Defensive tackles in the NFL are typically valued for their ability to hold up blockers so the linebackers behind them can make plays.
That is not the case with the Tennessee Titans, who face the Ravens at M&T Bank Stadium this Sunday.
Baltimore is coming off a 23-20 overtime loss to the Pittsburgh Steelers where quarterback Joe Flacco was sacked five times, but all of those were by blitzing linebackers. The 4-0 Titans can generate pressure up the middle, behind the disruptive play of Pro Bowler Albert Haynesworth and the unheralded Tony Brown.
Add fellow Pro Bowler Kyle Vanden Bosch and former pass-rushing star Jevon Kearse as the defensive ends, and Tennessee features a terrifying front line.
"They're one of the best defenses in the league, period," said head coach John Harbaugh of the league's fifth-ranked unit. "Certainly, one of the best D-lines. [On] the left side there are two Pro Bowl players, and then you forget about Jevon Kearse on the right side.
"They've got four really good players in there, so it's going to be a challenge for our offensive line. Probably as good as we've seen this year."
Haynesworth, 6-foot-6, 320 pounds, has drawn comparisons to Haloti Ngata in his defensive tackle play. Some at their position are merely space-eaters, but Haynesworth and Ngata are more athletic and agile than most of their behemoth brethren.
Following an All-Pro campaign for the first time in his career, Haynesworth has been a monster. He is the NFL's second-leading sacker, with five, and sixth on his team with 21 tackles - gaudy numbers for an interior offensive lineman.
Tied for eighth in sacks is Brown, who boasts 3.5. The 6-foot-3, 290-pounder notched 83 stops last year and already has 19 this season.
"They're big-bodied, high-motor guys, so it's going to be a test," said Baltimore starting right tackle Adam Terry.
That test continues to the ends, where Vanden Bosch is coming off a 12-sack performance in 2007 and Kearse, a 10-year veteran, has 71 sacks over his entire career.
But even when Tennessee's front four doesn't get the opposing quarterback, the group can still affect the passing game.
Putting heat on the pocket with only four players allows a defense to drop more in coverage, clog passing lanes and create confusion.
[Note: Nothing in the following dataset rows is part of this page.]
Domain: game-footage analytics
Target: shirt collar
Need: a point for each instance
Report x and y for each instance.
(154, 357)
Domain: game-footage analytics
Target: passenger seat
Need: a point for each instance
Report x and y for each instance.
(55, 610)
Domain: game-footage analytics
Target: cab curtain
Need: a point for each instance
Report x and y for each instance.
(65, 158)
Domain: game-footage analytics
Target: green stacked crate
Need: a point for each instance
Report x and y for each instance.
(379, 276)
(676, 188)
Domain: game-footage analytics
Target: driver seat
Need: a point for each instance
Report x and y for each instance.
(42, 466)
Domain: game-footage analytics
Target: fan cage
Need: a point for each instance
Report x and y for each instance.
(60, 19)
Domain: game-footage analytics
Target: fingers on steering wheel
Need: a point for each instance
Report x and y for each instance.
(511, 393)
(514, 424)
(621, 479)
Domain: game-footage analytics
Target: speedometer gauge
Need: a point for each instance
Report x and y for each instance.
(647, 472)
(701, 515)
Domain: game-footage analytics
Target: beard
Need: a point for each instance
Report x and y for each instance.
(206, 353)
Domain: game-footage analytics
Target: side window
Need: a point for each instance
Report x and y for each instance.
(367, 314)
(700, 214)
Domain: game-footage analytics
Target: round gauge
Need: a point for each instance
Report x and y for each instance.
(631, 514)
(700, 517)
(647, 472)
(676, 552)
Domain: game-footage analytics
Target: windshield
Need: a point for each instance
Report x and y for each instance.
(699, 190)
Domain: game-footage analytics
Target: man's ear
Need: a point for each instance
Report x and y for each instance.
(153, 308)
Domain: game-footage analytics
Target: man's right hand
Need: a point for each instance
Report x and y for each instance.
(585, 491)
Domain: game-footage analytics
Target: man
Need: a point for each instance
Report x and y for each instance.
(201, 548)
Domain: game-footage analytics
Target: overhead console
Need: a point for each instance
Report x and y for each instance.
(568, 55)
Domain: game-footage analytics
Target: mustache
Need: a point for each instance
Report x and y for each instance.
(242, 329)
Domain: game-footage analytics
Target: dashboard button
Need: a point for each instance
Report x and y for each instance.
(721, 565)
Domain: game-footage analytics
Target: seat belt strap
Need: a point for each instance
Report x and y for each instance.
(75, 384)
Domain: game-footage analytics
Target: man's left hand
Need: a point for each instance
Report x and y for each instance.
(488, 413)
"Obviously, when you're dropping more, you have more options into what coverages you can run," explained Ravens linebacker Jarret Johnson. "You can get more people underneath, run Cover 5, things like that. There are a lot less alleys for the quarterback to throw through.
"It's a big advantage to only rush four."
The Ravens' offensive line is looking to rebound from Monday's performance in Pittsburgh. After the unit only surrendered one sack in its first two games, Flacco was hit numerous times, even losing a fumble that linebacker LaMarr Woodley returned for a touchdown.
Offensive coordinator Cam Cameron attributed the Steelers' outburst to one-on-one breakdowns, but also noted that blocking is an effort that includes the running backs and tight ends.
"You want to bounce back," Terry said. "When you have a bad day at work and the photocopier is broken, you just have to kick the copier and keep working. We have to go out and practice and get better.
"We can't be satisfied with prior performances, because you're only as good as your last game."
And while the upcoming game is a formidable way to right those wrongs, Cameron believes Baltimore's offense is up to the challenge, in part because of a defense it faces every practice.
"This week, some people say this is one of the better defenses in the league," explained Cameron of the Titans' unit. "But what a great advantage for us with the guys we go against. I keep reminding our guys, 'Haynesworth is a heck of a player, but Haloti Ngata's a heck of a player. Their ends are good, but we see [linebacker Terrell] Suggs every day, and we see Jarret Johnson.'
"We see a great look every day, and our defense gives us a chance for preparation."